Günter Piening, Intergrationsbeauftragter des Senats
„Ich bestreite, dass nichts passiert. Sondern wir haben sowohl durch die Sozialarbeiter in der Okerstraße, durch die enge Kooperation mit Polizei und Ordnungsämtern wie auch durch den runden Tisch Leopoldtplatz sehr viele Initiativen in diesem Bereich. Sie können höchstens sagen, es passiert nicht genug. Das wäre vielleicht eine Möglichkeit. Dem würde ich zustimmen. Aber dazu brauchen wir Instrumente. Und es ist ein privater Wohnungsmarkt, das heißt, wir brauchen Menschen, die Anzeigen erstatten, die dieses Spiel nicht mehr mitspielen."

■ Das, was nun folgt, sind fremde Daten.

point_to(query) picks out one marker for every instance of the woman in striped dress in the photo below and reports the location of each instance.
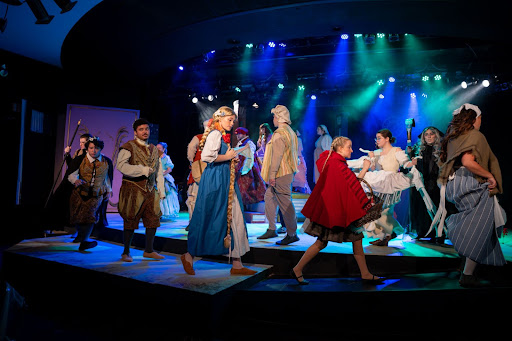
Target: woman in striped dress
(470, 176)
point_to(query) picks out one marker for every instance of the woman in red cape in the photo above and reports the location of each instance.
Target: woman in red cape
(335, 203)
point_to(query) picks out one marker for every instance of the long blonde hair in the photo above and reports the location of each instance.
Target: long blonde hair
(215, 124)
(336, 143)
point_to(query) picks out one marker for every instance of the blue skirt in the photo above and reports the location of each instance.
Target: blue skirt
(208, 225)
(472, 231)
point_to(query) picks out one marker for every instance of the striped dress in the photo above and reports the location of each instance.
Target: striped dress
(473, 231)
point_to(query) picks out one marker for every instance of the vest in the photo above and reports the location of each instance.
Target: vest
(145, 156)
(290, 157)
(100, 172)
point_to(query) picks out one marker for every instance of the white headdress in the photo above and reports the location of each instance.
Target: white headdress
(467, 106)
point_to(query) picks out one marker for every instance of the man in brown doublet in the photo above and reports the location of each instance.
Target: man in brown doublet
(141, 188)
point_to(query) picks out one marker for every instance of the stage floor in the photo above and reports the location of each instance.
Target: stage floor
(403, 245)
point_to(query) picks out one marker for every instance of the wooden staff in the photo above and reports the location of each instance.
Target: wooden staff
(63, 160)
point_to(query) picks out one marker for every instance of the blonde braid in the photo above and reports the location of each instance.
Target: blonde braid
(336, 143)
(207, 132)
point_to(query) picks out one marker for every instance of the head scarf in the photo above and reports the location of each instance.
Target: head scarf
(467, 106)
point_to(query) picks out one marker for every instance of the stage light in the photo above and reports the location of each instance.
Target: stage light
(3, 71)
(39, 11)
(392, 37)
(369, 39)
(65, 5)
(3, 24)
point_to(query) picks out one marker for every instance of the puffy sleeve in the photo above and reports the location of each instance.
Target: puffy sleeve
(326, 142)
(211, 146)
(192, 148)
(402, 157)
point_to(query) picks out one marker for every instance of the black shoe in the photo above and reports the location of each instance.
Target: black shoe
(378, 280)
(87, 245)
(288, 240)
(303, 282)
(470, 281)
(268, 234)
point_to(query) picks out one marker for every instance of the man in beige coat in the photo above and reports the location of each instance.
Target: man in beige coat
(279, 167)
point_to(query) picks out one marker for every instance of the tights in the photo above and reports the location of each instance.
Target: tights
(128, 236)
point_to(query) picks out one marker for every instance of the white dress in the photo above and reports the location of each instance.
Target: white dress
(170, 205)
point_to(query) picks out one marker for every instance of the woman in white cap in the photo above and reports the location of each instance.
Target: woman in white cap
(322, 144)
(470, 176)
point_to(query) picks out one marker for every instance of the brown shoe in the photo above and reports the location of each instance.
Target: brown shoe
(126, 258)
(242, 271)
(153, 255)
(187, 266)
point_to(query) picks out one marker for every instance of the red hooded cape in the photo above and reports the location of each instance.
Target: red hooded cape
(338, 198)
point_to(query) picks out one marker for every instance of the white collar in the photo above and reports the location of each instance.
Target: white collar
(91, 159)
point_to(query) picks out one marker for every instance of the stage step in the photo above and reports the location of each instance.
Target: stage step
(255, 213)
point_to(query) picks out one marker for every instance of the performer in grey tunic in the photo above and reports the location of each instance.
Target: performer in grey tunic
(470, 177)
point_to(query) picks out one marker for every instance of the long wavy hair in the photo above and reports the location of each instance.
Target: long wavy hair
(215, 124)
(421, 144)
(460, 124)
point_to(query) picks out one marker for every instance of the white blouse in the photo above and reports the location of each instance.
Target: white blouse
(211, 146)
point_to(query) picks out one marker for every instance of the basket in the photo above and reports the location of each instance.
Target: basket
(374, 212)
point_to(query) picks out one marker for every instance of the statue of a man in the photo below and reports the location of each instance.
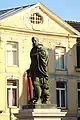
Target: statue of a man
(39, 72)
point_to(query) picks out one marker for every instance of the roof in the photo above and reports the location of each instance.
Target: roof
(74, 24)
(6, 12)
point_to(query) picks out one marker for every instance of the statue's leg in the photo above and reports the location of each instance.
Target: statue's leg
(46, 94)
(37, 90)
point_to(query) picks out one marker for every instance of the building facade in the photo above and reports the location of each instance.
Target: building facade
(17, 27)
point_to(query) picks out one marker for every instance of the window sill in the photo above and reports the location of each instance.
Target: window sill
(62, 108)
(13, 107)
(12, 65)
(61, 69)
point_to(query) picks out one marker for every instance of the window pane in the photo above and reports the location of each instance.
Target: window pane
(60, 84)
(9, 57)
(78, 85)
(12, 53)
(9, 98)
(14, 57)
(14, 97)
(58, 96)
(12, 92)
(60, 55)
(62, 98)
(79, 99)
(61, 61)
(57, 61)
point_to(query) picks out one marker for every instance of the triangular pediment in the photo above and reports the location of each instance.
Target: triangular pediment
(48, 21)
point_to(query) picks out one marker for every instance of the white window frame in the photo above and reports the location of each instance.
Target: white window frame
(11, 50)
(60, 54)
(11, 87)
(60, 89)
(78, 90)
(36, 18)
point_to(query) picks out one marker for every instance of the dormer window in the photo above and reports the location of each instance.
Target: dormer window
(36, 18)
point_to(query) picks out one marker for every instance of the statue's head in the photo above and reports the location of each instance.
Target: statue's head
(35, 41)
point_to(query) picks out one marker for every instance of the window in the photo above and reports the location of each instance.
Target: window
(36, 18)
(78, 53)
(60, 57)
(78, 90)
(12, 93)
(61, 94)
(12, 53)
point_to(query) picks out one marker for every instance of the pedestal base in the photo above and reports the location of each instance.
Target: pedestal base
(40, 114)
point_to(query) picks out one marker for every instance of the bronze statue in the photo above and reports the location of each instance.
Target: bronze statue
(39, 73)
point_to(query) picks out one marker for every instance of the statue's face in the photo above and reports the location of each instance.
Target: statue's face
(35, 42)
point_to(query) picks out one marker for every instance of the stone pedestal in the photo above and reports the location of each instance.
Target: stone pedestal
(40, 114)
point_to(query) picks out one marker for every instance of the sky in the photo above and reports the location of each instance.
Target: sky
(65, 9)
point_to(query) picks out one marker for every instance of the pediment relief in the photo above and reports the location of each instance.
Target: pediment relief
(35, 18)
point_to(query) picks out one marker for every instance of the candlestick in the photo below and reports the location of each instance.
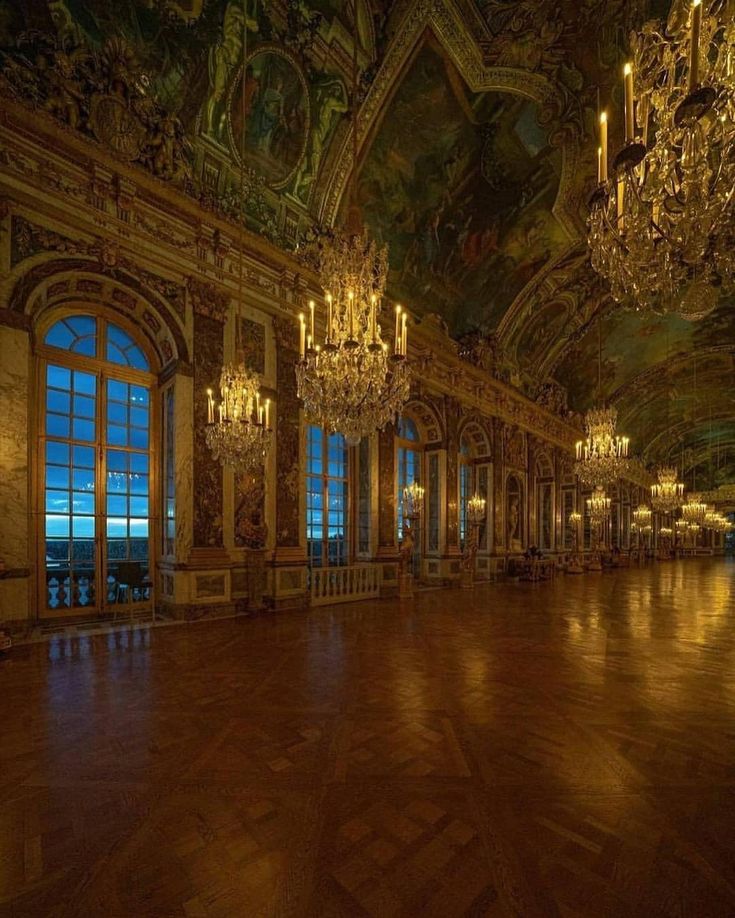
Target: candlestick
(694, 45)
(603, 146)
(629, 113)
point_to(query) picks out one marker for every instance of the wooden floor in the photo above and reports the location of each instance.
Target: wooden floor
(535, 750)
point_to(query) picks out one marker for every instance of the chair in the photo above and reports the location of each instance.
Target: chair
(130, 577)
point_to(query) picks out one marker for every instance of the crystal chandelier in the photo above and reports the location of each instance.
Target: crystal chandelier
(603, 456)
(413, 500)
(668, 493)
(642, 517)
(693, 511)
(476, 510)
(238, 428)
(661, 225)
(598, 506)
(349, 383)
(238, 431)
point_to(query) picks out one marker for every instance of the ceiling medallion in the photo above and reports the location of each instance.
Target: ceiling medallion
(661, 226)
(668, 493)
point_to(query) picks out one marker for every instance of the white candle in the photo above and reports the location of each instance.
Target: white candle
(629, 115)
(694, 45)
(603, 146)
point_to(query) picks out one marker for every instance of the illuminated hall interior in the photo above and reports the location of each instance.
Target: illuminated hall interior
(367, 458)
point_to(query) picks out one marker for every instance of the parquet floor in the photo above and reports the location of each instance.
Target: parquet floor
(563, 749)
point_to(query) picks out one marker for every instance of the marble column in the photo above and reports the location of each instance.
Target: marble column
(289, 569)
(16, 536)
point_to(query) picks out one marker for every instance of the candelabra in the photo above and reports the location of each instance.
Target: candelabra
(661, 225)
(475, 517)
(413, 505)
(667, 494)
(238, 429)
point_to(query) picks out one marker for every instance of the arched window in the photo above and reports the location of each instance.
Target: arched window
(327, 491)
(95, 464)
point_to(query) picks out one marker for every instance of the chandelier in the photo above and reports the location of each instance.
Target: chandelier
(603, 456)
(693, 511)
(413, 500)
(350, 383)
(238, 428)
(661, 221)
(476, 510)
(668, 493)
(238, 431)
(598, 506)
(642, 517)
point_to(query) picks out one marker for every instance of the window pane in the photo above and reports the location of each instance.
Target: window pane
(58, 401)
(57, 425)
(57, 476)
(83, 457)
(83, 430)
(58, 453)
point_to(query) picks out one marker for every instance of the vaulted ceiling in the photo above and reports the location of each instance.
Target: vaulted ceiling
(476, 159)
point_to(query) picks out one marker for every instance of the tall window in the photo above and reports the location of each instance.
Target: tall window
(327, 484)
(408, 466)
(95, 465)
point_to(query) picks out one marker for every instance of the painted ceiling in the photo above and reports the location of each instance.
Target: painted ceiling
(476, 159)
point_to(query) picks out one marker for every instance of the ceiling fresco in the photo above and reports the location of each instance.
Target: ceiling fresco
(476, 161)
(461, 187)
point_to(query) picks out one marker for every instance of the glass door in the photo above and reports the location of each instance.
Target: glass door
(95, 470)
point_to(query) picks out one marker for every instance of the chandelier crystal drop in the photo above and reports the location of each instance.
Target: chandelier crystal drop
(662, 220)
(603, 456)
(694, 510)
(598, 506)
(350, 383)
(667, 493)
(238, 428)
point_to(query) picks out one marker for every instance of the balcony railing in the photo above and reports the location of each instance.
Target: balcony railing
(330, 585)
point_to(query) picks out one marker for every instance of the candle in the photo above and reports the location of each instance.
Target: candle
(603, 146)
(694, 45)
(629, 113)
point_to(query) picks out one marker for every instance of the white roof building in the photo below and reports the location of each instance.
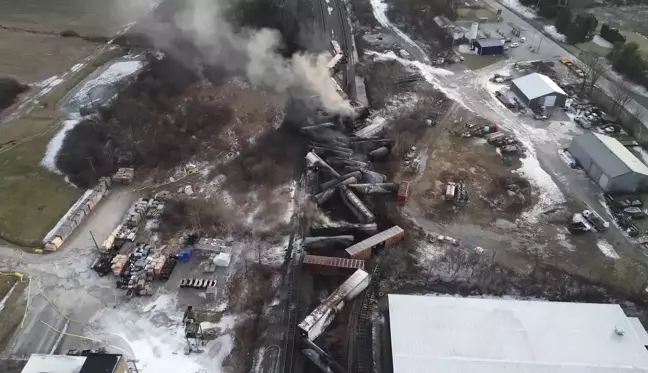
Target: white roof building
(41, 363)
(468, 335)
(538, 89)
(609, 163)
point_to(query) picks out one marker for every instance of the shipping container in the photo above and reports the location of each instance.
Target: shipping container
(362, 250)
(322, 316)
(333, 262)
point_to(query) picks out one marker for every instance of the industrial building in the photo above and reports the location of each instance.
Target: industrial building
(467, 335)
(610, 164)
(538, 90)
(485, 47)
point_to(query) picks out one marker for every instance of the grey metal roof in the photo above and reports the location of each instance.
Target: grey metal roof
(468, 335)
(537, 85)
(609, 154)
(484, 43)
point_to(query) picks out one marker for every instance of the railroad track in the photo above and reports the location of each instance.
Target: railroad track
(304, 186)
(363, 353)
(353, 327)
(323, 12)
(270, 354)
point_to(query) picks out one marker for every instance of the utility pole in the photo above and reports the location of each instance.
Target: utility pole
(92, 165)
(93, 240)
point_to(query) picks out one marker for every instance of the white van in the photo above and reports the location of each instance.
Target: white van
(451, 189)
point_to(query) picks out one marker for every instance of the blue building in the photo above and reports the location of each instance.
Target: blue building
(486, 47)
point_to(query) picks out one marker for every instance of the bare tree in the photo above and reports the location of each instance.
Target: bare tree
(620, 95)
(594, 67)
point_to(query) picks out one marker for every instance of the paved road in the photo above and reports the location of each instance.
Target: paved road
(65, 278)
(544, 139)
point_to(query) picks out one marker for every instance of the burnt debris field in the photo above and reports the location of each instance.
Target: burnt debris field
(282, 167)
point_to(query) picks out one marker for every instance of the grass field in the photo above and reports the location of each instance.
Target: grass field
(33, 199)
(46, 55)
(87, 17)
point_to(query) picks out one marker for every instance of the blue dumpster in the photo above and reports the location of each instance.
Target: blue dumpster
(184, 256)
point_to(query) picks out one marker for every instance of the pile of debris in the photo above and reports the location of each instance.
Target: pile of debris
(341, 170)
(507, 144)
(126, 231)
(79, 211)
(137, 273)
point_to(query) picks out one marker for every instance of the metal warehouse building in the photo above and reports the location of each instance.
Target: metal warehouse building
(488, 46)
(469, 335)
(538, 90)
(610, 164)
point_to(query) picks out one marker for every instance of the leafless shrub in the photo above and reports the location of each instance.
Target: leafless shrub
(205, 218)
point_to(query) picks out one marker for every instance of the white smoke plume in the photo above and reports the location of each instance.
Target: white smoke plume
(256, 53)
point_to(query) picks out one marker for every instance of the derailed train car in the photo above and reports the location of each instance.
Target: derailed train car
(322, 316)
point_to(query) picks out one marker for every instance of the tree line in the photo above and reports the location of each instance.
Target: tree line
(578, 28)
(625, 58)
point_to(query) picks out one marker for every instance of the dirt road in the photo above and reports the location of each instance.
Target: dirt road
(65, 279)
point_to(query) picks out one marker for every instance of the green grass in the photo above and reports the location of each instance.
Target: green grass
(32, 198)
(475, 62)
(594, 48)
(98, 17)
(473, 15)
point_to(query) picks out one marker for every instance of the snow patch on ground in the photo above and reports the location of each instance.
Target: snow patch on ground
(549, 193)
(465, 49)
(115, 73)
(69, 213)
(601, 42)
(4, 300)
(379, 8)
(55, 144)
(153, 334)
(430, 252)
(607, 249)
(564, 242)
(517, 7)
(77, 67)
(551, 31)
(643, 154)
(634, 87)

Der Senat müsse mehr tun, um die Lebensverhältnisse vieler Roma aus Osteuropa in Berlin zu verbessern - fordert die Integrationspolitische Sprecherin der Grünen, Canan Bayram. Geschehe dies nicht, befürchtet sie eine neue Parallelgesellschaft.

Canan Bayram (Bü90/Grüne), Integrationspolitische Sprecherin
„Wenn wir ihnen keine Sprachkurse bieten, wenn wir ihnen keine Arbeitsplätze und keine anständigen Unterkünfte bieten, dann werden sie sich an denen orientieren, die schon länger hier sind, und ihnen diese Dinge ermöglichen. Das heißt: Wir haben eine Wiederholung dessen, was wir schon in der Gastarbeitergeneration versäumt haben, dass wir die Menschen an den Staat binden."

Aber genau darin liegt das Dilemma. Zwar hat bislang keine Initiative eine echte Verbesserung der Situation bewirkt. Aber mehr Hilfen, Sach- oder gar Geldleistungen könnten das Problem noch verschärfen. Denn so würde Berlin noch mehr Roma aus Osteuropa anziehen, sagt der Neuköllner Migrationsbeauftragte.

Arnold Mengelkoch, Migrationsbeauftragter Neukölln
„Es kann ja nicht sein, dass Neukölln der Retter der gesamten Problematik der Ethnienverfolgung in Bulgarien und Rumänien ist. Das kann ja nicht sein. Wir haben schon jetzt für die großen Gruppen der türkischen und arabischstämmigen Ungelernten die Jobs nicht. Also haben wir sie auch nicht für die Roma. Was soll daraus werden?"

Die Antwort auf diese Frage kann Berlin nicht allein geben. Die Zuwanderung aus Osteuropa ist und bleibt Realität. Berlin wird weiter an den Folgen arbeiten müssen. Eine Veränderung erhofft sich der Innensenator nur auf europäischer Ebene. Die EU müsse Druck auf die Heimatländer der Roma ausüben, damit sich dort die Lebensbedingungen der Minderheiten verbessern.

Ehrhart Körting (SPD), Innensenator
„Der Sache nach sollten wir ihnen die Möglichkeit eröffnen, in ihre Heimat zurückkehren und dort ihre Perspektive aufzubauen. Hier bei uns haben sie, wenn sie nur wenige Monate hier sind, keine Perspektive."

Berlin ist nicht Paris. Eine Ausweisung haben diese Roma-Familien nicht zu befürchten. Man wartet einfach und hofft, dass sie von alleine wieder gehen.

Abwarten, das Problem aussitzen? Das kann wohl nicht die Lösung sein, zumal sich die Situation noch verschärfen dürfte: Menschenrechtsorganisationen befürchten, dass es spätestens ab Ende 2013 eine Masseneinwanderung geben könnte. Dann nämlich soll der deutsche Arbeitsmarkt auch für Rumänien und Bulgarien voll geöffnet werden.